Ismaël Koné

Personal information
- Full name: Ismaël Fanton Koné
- Date of birth: 12 July 1988 (age 37)
- Place of birth: Paris, France
- Height: 1.88 m (6 ft 2 in)
- Position: Defender

Youth career
- RC Strasbourg

Senior career*
- Years: Team / Apps / (Gls)
- 2010–2011: Agrotikos Asteras F.C. / 10 / (0)
- 2011–2012: Panserraikos F.C. / 2 / (0)
- 2012–2013: Iraklis Psachna F.C. / 12 / (0)
- 2013: Egri FC / 10 / (0)
- 2014–2015: UR Namur / 28 / (1)
- 2015: RC Arbaâ / 0 / (0)

= Ismaël Koné (footballer, born 1988) =

French footballer

Ismaël Fanton Koné (born 12 July 1988) is a French former footballer who played as a defender.

==Playing career==
Koné developed in the youth system of French club RC Strasbourg.

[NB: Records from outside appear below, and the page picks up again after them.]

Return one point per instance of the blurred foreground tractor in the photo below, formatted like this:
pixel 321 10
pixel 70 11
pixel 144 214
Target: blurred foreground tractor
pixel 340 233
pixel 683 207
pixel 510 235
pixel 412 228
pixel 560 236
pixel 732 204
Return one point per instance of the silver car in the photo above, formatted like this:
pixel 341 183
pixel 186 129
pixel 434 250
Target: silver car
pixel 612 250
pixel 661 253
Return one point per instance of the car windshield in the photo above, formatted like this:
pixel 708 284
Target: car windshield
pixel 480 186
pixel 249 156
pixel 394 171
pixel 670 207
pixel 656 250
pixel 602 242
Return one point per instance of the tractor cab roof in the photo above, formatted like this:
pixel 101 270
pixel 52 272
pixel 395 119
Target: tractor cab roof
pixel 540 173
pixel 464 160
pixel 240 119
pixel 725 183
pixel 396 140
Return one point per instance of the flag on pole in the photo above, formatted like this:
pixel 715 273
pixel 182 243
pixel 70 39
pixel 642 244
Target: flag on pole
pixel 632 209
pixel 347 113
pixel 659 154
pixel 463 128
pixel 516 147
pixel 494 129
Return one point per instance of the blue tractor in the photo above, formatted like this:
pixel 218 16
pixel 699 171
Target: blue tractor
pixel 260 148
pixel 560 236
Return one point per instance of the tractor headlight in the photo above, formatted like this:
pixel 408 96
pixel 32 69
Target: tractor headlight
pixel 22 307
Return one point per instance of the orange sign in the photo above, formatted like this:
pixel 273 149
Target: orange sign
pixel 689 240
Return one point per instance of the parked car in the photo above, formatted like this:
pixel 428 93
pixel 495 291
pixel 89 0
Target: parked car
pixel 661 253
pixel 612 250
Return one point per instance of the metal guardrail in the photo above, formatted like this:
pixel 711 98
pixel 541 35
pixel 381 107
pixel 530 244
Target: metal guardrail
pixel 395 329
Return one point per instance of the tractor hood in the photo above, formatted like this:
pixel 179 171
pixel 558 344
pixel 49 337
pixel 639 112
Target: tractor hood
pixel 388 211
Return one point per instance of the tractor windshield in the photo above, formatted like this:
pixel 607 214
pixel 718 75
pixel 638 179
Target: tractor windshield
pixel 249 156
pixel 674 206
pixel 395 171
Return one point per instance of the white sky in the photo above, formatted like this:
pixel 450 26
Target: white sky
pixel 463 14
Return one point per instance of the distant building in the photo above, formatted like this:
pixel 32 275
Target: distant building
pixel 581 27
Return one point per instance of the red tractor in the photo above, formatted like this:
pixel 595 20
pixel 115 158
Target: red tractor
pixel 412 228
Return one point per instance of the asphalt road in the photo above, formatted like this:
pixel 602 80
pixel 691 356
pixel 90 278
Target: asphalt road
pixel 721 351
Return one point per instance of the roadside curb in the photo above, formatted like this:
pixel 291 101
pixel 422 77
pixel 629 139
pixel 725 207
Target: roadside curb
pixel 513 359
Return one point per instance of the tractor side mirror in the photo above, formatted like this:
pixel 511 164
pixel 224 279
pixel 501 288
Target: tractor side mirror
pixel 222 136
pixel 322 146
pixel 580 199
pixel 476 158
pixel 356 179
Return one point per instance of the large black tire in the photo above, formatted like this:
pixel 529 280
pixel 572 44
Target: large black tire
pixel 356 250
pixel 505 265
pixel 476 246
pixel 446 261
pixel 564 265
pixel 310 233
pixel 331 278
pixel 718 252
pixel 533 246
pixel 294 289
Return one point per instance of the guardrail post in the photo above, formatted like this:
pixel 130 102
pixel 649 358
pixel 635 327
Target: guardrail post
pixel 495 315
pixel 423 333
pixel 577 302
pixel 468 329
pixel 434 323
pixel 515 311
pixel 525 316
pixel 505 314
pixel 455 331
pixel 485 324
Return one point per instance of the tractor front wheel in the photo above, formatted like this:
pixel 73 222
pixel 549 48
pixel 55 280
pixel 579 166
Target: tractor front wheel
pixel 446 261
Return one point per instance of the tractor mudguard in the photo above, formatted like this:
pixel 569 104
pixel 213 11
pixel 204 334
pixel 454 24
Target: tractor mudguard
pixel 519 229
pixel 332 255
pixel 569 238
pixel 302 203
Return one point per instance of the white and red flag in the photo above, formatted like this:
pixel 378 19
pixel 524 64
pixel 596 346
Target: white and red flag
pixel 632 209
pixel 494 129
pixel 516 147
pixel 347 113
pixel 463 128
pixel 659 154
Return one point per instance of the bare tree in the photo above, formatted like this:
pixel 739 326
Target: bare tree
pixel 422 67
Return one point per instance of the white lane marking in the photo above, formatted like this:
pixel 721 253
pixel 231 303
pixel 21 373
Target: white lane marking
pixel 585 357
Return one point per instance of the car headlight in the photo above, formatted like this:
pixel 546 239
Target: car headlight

He began his senior career in Greece, playing with Agrotikos Asteras F.C., Panserraikos F.C., and Iraklis Psachna F.C. Afterwards, he played for Hungarian club Egri FC, where he made 10 league appearances and one league cup appearance where he was substituted due to injury. In June 2013, he went on trial with Polish club Widzew Łódź. Afterwards, he played for Belgian club UR Namur.